3. Run AFPredictor on the input structures. Unless specified otherwise, the program will use default values for the parameters. The usage for AFPredictor is shown in Fig. 1. If the option –d is specified, the # OSCs, FASA and TASA scores (see [2] for a description) will be printed as the program runs and output in the file (output.txt). If the option –f is specified, additional information will be output including the residues and atoms corresponding to predicted OSCs as well as their solvent-accessibility as calculated by Vsurface [3]. Option –o will highlight predicted OSCs in an output PDB file. Atoms are highlighted in the B-factor column of the PDB file and can be viewed using molecular visualization software. For example, in Deep View (Swiss-PDB viewer) (http://www.expasy.org/spdbv/), the AFP output PDB file can be loaded, a molecular surface calculated, and the molecular surface layer colored by B-factor. Using the default Swiss-PDB color scheme, OSCs will appear red and all other atoms will appear blue (Fig. 2). Command-line use of AFPredictor is shown below:

perl AFPredictor.pl [-Options] {-f <PDB file> or –d <directory>}

Applying the algorithm to a background dataset (optional)

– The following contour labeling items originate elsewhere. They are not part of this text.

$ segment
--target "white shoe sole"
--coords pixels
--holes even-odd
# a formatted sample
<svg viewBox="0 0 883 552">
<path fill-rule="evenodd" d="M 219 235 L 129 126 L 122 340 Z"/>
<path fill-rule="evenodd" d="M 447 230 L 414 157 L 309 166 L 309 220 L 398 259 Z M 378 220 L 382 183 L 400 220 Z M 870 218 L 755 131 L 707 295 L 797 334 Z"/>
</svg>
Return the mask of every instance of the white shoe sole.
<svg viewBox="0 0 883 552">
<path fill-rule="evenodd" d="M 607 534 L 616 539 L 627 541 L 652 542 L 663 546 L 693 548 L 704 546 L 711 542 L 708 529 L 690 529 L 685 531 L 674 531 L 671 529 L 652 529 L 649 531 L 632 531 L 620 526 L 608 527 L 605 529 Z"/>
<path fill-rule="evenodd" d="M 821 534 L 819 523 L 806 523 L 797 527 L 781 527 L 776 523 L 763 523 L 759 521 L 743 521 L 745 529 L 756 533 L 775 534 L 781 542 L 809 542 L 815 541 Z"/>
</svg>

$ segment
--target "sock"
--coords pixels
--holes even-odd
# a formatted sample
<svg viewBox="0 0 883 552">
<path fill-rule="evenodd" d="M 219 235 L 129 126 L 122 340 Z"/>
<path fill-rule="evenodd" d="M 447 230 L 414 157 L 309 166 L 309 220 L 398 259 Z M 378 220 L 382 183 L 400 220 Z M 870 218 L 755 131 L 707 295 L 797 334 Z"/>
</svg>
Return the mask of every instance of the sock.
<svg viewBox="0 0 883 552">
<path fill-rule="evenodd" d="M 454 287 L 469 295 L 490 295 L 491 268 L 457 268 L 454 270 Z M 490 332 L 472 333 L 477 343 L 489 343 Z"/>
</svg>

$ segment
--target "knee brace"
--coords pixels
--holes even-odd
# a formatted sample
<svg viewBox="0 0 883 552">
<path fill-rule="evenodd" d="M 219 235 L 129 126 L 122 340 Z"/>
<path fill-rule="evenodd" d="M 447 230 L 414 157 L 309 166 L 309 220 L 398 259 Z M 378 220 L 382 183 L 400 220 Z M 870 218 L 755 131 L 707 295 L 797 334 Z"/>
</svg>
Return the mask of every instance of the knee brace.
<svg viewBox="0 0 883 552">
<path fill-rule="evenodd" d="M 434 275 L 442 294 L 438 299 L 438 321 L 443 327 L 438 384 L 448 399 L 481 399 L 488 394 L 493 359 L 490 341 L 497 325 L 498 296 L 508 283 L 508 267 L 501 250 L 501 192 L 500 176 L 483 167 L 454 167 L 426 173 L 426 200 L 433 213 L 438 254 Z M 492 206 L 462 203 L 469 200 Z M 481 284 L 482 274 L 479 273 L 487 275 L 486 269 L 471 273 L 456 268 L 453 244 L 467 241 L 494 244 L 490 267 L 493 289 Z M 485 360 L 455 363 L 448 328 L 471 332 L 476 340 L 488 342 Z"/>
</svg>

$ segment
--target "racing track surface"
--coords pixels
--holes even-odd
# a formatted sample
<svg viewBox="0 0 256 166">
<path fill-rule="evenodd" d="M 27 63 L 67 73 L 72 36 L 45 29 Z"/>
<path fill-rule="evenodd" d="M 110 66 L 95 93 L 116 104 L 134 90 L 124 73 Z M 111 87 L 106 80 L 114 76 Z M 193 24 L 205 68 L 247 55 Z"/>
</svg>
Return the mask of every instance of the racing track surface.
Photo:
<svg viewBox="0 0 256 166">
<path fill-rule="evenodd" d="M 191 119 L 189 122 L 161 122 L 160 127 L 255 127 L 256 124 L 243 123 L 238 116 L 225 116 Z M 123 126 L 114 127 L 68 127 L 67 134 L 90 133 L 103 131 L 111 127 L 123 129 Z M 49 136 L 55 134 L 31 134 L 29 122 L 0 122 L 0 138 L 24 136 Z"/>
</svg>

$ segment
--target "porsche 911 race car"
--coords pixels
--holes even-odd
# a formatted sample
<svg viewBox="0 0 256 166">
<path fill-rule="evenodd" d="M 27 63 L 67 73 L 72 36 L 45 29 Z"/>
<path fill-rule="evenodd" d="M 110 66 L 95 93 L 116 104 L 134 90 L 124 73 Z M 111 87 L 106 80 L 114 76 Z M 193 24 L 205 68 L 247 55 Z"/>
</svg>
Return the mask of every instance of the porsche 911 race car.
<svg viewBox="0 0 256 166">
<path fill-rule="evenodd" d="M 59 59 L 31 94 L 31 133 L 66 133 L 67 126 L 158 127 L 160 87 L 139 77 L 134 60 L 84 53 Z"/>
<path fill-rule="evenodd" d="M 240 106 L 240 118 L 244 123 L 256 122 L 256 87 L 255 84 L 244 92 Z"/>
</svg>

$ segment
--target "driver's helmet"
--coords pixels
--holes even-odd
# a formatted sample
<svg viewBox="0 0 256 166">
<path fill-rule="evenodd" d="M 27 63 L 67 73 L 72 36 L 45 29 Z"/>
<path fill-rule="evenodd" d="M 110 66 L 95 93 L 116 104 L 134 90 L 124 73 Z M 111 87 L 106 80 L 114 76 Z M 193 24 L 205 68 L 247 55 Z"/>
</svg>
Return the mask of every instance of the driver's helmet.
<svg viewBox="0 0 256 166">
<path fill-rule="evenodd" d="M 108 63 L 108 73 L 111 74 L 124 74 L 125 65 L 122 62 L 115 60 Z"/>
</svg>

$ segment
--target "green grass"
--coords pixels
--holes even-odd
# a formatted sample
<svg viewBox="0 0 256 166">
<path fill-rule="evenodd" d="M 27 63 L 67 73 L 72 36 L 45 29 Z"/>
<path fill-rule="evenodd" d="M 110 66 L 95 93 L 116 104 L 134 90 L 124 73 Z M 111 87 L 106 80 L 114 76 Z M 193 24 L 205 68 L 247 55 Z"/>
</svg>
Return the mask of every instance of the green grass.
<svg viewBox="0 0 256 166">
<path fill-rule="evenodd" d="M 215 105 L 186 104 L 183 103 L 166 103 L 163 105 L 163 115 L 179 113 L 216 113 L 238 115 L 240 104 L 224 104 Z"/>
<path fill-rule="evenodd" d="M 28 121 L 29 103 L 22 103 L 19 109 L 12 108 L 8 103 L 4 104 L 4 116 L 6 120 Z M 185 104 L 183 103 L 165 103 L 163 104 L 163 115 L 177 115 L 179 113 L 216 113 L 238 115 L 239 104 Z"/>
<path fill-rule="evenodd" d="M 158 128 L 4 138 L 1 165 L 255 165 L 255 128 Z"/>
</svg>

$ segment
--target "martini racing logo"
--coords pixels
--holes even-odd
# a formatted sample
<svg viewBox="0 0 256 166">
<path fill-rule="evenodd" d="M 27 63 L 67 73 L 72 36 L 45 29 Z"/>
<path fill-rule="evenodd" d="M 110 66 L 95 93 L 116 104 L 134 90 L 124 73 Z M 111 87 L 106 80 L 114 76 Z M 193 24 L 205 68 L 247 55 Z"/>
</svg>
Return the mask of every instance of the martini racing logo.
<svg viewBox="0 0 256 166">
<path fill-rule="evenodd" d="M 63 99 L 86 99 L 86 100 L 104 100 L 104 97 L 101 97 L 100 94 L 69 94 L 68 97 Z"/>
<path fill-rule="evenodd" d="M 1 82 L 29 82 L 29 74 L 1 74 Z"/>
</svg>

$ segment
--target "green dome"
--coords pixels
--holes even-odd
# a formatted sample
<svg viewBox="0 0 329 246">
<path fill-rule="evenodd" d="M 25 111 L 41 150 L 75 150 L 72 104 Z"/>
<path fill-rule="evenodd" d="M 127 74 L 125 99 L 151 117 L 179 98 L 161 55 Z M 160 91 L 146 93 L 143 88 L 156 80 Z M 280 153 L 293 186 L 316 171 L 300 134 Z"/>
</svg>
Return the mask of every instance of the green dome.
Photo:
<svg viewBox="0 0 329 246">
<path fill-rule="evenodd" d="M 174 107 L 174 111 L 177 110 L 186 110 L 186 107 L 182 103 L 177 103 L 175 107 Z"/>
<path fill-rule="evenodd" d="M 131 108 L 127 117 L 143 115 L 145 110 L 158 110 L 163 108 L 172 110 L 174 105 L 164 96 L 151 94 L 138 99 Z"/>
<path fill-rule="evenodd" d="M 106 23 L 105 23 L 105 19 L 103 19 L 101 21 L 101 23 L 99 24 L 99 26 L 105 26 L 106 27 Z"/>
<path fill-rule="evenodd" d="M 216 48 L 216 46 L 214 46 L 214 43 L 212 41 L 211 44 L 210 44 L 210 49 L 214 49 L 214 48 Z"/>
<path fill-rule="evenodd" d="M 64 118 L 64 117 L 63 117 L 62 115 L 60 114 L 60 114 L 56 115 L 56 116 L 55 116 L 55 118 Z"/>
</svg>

At this point, the user might wish to rank the scored test structures from step 3 against a background dataset such as a non-redundant set of PDB files. If default parameters have been used, the user may compare with the previous results compiled in the file 2006results.txt. In this case, steps 4-7 may be omitted. However, if any parameters used in step 3 have been changed from the default values or the user wishes to use a different data set for comparison, proceed to step 4.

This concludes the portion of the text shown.